I love inter-generational literature. Int-Lit. I have never heard it described in its own category, but this is what I call it. It refers to a specific brand of often-contemporary writing that moves through eras, introducing a reader to parents of children that will later become central characters. Some of this century’s best fiction has been Int-Lit. Zadie Smith’s White Teeth is an example, Jhumpa Lahiri’s The Namesake another. Wuthering Heights could be considered the classic model, though it is somewhat muddied by Heathcliff’s insistence on being part of both generations. Patchett cozies up nicely to these genealogical writers and in ways surpasses them. Her attempt at telling the story of the Cousins and Keating families succeeds with grace and power and might be one of her best novels yet. I say this as someone who liked State of Wonder and completely fell for Bel Canto.
The story begins with a magical party reminiscent of the day Jesus fed a crowd from a single loaf of bread and cup of wine. Gin and orange juice seem to flow from invisible taps located in the house of Fix Keating, whose daughter Franny has just turned a year old. Bert Cousins shows up, someone Fix barely knows, and despite Bert’s own growing family back home, he manages to begin falling in love with Fix’s wife, Beverly. In one chapter, Patchett sets up the entire book’s course, and it is a chapter worthy of study in any writing workshop. The tale eventually drifts from Fix, Beverly, Bert, and Theresa, hooking onto their six intermingled children, but like any true familial tale, the parents are never truly absent even when they’re gone.
We follow the kids; Franny and Caroline on the Fix side of things; Jeanette, Calvin, Holly, and Albie on Bert’s side, for the rest of the book. The focus is primarily on Franny, particularly in the book’s one attempt at clever storytelling, but we meet and come to know every one of the kids. Patchett effortlessly jumps around in time to Franny’s late twenties and then into her early fifties, all the while weaving in flashbacks about the kids’ childhoods with the ease of an Olympic swimmer taking a warm-up lap. This is not an easy thing to do for a writer; flashbacks often feel forced or snuck in to the text in unwieldy ways. Patchett is a master, all the while writing in a third-person viewpoint that manages to skip around to multiple characters, sometimes in the same scene, in as deft a way as I have read.
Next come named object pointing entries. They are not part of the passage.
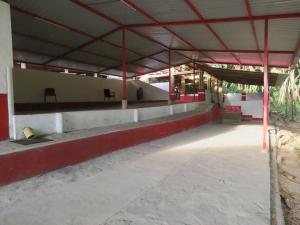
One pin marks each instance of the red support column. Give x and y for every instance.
(4, 124)
(194, 83)
(266, 88)
(171, 94)
(124, 90)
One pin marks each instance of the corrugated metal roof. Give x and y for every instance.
(110, 51)
(163, 36)
(31, 25)
(91, 59)
(23, 43)
(249, 58)
(135, 42)
(117, 10)
(198, 35)
(279, 59)
(222, 57)
(220, 8)
(238, 35)
(271, 7)
(167, 10)
(60, 11)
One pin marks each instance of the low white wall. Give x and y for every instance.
(41, 124)
(153, 112)
(98, 118)
(192, 106)
(252, 106)
(179, 108)
(150, 92)
(162, 85)
(50, 123)
(29, 87)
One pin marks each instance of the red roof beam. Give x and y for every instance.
(199, 15)
(218, 20)
(297, 48)
(133, 61)
(82, 45)
(144, 13)
(248, 64)
(64, 26)
(233, 50)
(102, 15)
(249, 11)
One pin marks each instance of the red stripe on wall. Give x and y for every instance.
(4, 125)
(21, 165)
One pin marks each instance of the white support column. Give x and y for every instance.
(136, 115)
(59, 123)
(6, 65)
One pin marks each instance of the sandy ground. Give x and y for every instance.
(212, 175)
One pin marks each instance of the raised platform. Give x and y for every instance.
(40, 107)
(67, 149)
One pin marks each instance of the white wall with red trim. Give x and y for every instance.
(50, 123)
(252, 106)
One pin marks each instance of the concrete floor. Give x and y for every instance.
(212, 175)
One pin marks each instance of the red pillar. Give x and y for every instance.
(194, 83)
(266, 88)
(124, 90)
(171, 94)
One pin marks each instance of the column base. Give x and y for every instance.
(124, 104)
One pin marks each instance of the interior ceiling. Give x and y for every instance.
(87, 34)
(244, 77)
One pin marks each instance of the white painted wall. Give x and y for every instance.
(43, 124)
(150, 92)
(29, 86)
(6, 55)
(252, 106)
(98, 118)
(162, 85)
(153, 112)
(6, 62)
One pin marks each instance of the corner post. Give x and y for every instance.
(266, 88)
(124, 88)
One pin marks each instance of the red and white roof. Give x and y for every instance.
(87, 34)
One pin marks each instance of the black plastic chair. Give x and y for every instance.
(109, 94)
(49, 92)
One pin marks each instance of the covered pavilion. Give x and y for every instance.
(130, 38)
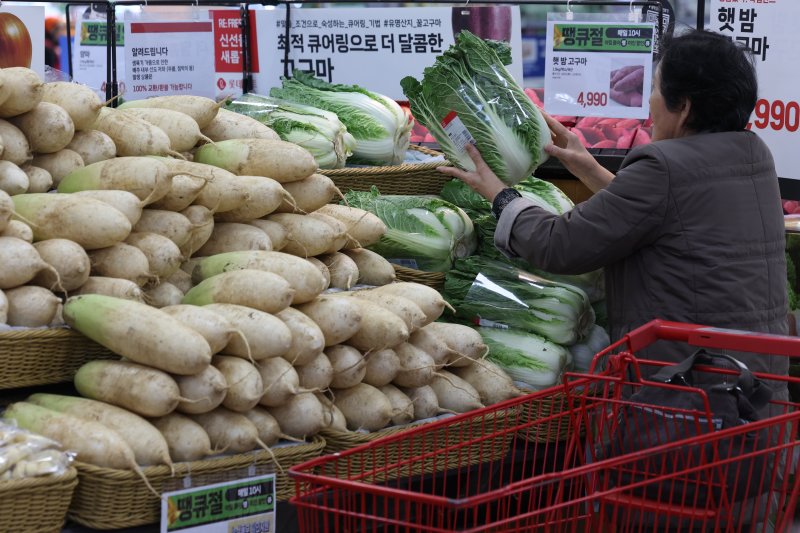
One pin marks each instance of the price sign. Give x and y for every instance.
(596, 68)
(763, 28)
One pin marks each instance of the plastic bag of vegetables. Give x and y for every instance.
(468, 93)
(492, 293)
(380, 126)
(423, 232)
(318, 131)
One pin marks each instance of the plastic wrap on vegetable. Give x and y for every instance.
(468, 96)
(491, 293)
(25, 454)
(423, 232)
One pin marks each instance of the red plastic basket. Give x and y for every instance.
(481, 472)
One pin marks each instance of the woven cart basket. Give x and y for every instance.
(36, 504)
(407, 178)
(115, 499)
(32, 357)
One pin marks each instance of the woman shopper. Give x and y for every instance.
(690, 228)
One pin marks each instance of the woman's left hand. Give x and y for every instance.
(482, 180)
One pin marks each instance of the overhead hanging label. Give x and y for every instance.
(373, 47)
(24, 29)
(598, 68)
(763, 28)
(241, 506)
(170, 57)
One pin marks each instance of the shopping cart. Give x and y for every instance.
(482, 471)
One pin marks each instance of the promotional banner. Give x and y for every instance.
(373, 47)
(168, 57)
(598, 68)
(763, 28)
(22, 37)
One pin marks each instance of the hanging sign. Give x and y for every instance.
(373, 47)
(241, 506)
(22, 37)
(763, 28)
(168, 57)
(598, 68)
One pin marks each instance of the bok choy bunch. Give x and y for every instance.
(318, 131)
(379, 125)
(425, 233)
(468, 89)
(493, 293)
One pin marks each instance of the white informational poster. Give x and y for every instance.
(600, 68)
(90, 54)
(22, 38)
(373, 47)
(766, 28)
(168, 57)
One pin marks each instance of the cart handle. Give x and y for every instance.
(711, 337)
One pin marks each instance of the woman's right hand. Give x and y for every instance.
(568, 149)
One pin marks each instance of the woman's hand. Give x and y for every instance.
(482, 180)
(567, 147)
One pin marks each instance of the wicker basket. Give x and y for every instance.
(399, 452)
(411, 178)
(115, 499)
(45, 356)
(36, 504)
(431, 279)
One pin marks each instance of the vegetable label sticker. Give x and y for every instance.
(763, 28)
(241, 506)
(599, 69)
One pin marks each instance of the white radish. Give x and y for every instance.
(234, 237)
(262, 336)
(163, 295)
(125, 202)
(245, 385)
(454, 393)
(302, 416)
(256, 289)
(25, 90)
(349, 366)
(16, 148)
(266, 195)
(39, 180)
(307, 339)
(381, 368)
(230, 125)
(48, 127)
(277, 234)
(203, 392)
(364, 407)
(80, 101)
(93, 146)
(186, 439)
(121, 261)
(416, 367)
(59, 164)
(31, 306)
(373, 269)
(139, 332)
(13, 179)
(317, 374)
(339, 318)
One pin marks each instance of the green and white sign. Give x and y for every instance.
(241, 506)
(598, 68)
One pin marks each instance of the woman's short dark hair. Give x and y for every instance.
(715, 74)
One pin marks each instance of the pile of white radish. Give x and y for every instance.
(242, 302)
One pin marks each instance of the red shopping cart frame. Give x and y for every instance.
(496, 469)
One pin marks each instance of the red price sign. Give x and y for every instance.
(593, 99)
(777, 115)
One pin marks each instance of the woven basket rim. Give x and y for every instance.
(390, 169)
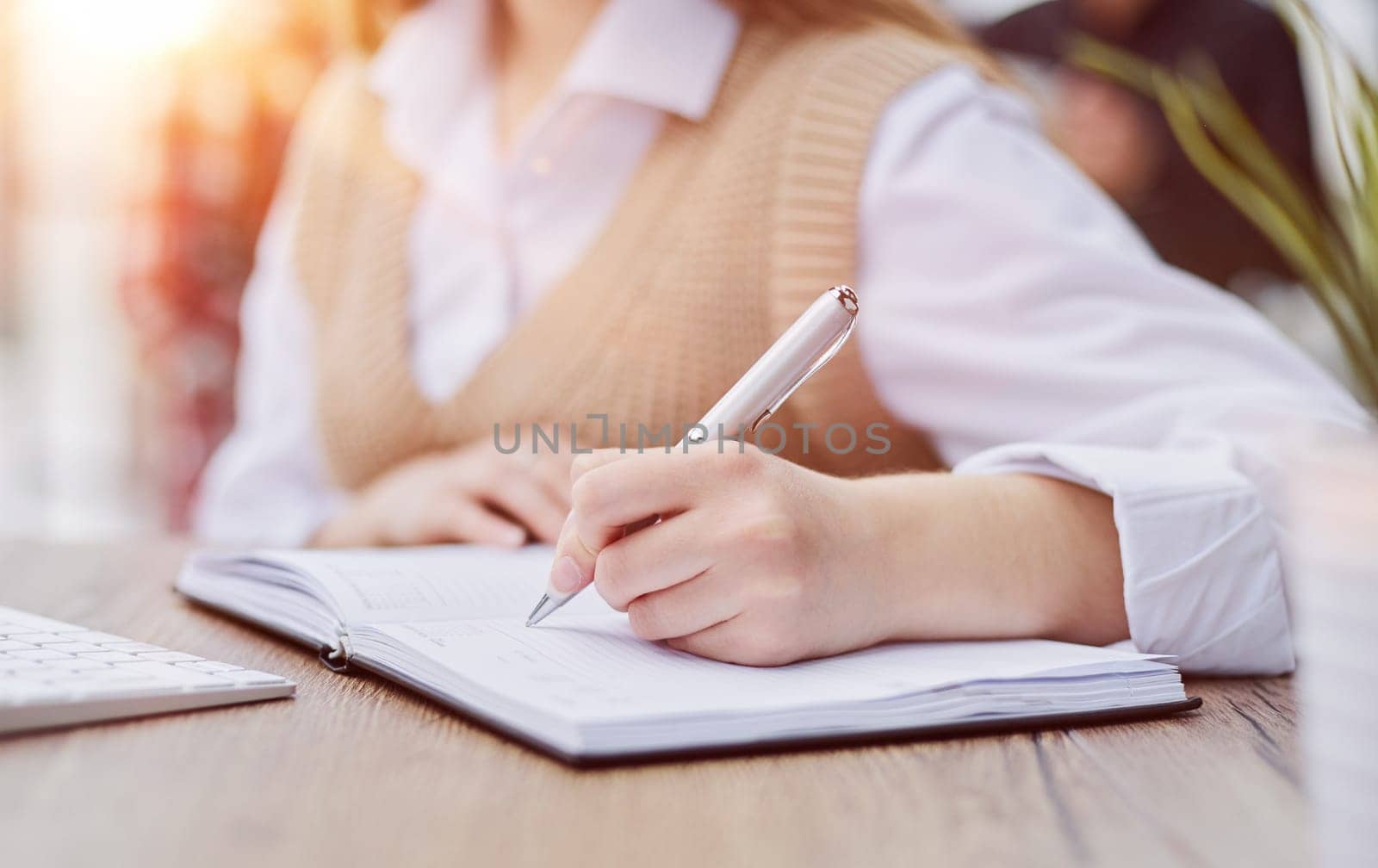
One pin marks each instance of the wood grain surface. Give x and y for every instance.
(356, 772)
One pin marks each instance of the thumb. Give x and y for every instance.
(574, 565)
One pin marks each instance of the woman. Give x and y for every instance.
(524, 213)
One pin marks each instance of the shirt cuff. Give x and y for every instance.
(1203, 576)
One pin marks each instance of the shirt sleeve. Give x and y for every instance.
(1015, 314)
(266, 486)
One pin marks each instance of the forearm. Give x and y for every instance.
(961, 557)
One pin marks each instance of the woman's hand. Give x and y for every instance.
(751, 562)
(762, 562)
(469, 495)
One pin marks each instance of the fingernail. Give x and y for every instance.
(565, 576)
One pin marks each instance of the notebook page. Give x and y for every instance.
(594, 668)
(431, 583)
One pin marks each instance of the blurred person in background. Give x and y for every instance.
(215, 144)
(507, 213)
(1123, 142)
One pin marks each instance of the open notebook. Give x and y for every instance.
(450, 623)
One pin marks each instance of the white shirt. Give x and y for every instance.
(1010, 310)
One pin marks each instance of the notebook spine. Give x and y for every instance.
(337, 659)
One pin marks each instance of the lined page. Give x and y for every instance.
(431, 583)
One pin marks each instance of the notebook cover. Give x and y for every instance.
(767, 746)
(801, 743)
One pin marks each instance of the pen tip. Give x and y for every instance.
(542, 610)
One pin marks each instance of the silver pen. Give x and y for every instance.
(799, 353)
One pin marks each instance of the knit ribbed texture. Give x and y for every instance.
(729, 229)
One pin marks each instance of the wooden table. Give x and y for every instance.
(355, 772)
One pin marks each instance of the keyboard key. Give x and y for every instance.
(211, 666)
(188, 679)
(110, 658)
(39, 654)
(73, 648)
(82, 663)
(252, 677)
(165, 656)
(34, 623)
(131, 648)
(36, 638)
(93, 637)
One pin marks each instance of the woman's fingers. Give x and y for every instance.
(736, 641)
(686, 608)
(654, 558)
(626, 489)
(469, 521)
(525, 499)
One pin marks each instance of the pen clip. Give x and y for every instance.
(804, 378)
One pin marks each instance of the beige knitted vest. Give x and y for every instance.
(728, 231)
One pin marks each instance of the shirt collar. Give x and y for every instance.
(667, 54)
(431, 64)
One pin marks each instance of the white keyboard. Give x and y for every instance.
(54, 674)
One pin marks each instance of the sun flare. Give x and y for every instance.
(128, 28)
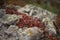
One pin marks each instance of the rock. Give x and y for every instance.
(29, 33)
(49, 25)
(9, 19)
(11, 29)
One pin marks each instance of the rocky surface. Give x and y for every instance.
(10, 31)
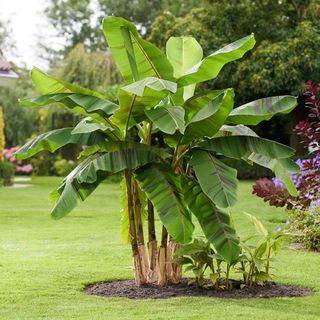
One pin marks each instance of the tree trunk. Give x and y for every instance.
(174, 271)
(138, 272)
(144, 261)
(152, 246)
(162, 259)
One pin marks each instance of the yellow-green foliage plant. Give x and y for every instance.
(170, 178)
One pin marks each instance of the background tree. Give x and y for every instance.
(292, 28)
(19, 124)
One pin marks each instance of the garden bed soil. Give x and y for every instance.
(128, 289)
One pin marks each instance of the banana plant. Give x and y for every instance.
(182, 179)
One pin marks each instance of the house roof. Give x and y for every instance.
(4, 65)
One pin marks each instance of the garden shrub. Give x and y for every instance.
(304, 209)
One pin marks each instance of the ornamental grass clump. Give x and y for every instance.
(165, 141)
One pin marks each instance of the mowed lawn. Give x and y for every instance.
(44, 264)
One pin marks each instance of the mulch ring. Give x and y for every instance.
(128, 289)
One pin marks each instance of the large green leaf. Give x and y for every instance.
(120, 156)
(83, 180)
(241, 147)
(84, 104)
(164, 190)
(87, 125)
(167, 118)
(267, 153)
(140, 96)
(215, 224)
(47, 84)
(53, 140)
(281, 168)
(183, 53)
(238, 130)
(210, 66)
(135, 57)
(256, 111)
(71, 193)
(206, 114)
(217, 180)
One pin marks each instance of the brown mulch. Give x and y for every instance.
(128, 289)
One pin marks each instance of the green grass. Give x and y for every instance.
(44, 264)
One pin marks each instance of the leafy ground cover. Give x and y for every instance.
(44, 264)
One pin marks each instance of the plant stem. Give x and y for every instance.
(151, 224)
(164, 237)
(132, 223)
(227, 275)
(138, 272)
(268, 260)
(137, 205)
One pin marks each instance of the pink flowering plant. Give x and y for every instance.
(304, 209)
There is something magical about Commonwealth, something honest and raw and authentic that we don’t often get in fiction these days. It never tries to overwhelm any emotion. It doesn’t surprise with cheap parlor tricks, and there are no mysteries to solve. It tells a story that spans the course of fifty years or so with excellent writing and beautiful storytelling. There is one potential “gimmick” that lies with the title itself, but even that is a measure to add depth to an already bottomless well. Patchett is one of our best right now, but if her writing continues to evolve so beautifully, I feel like she could become the best.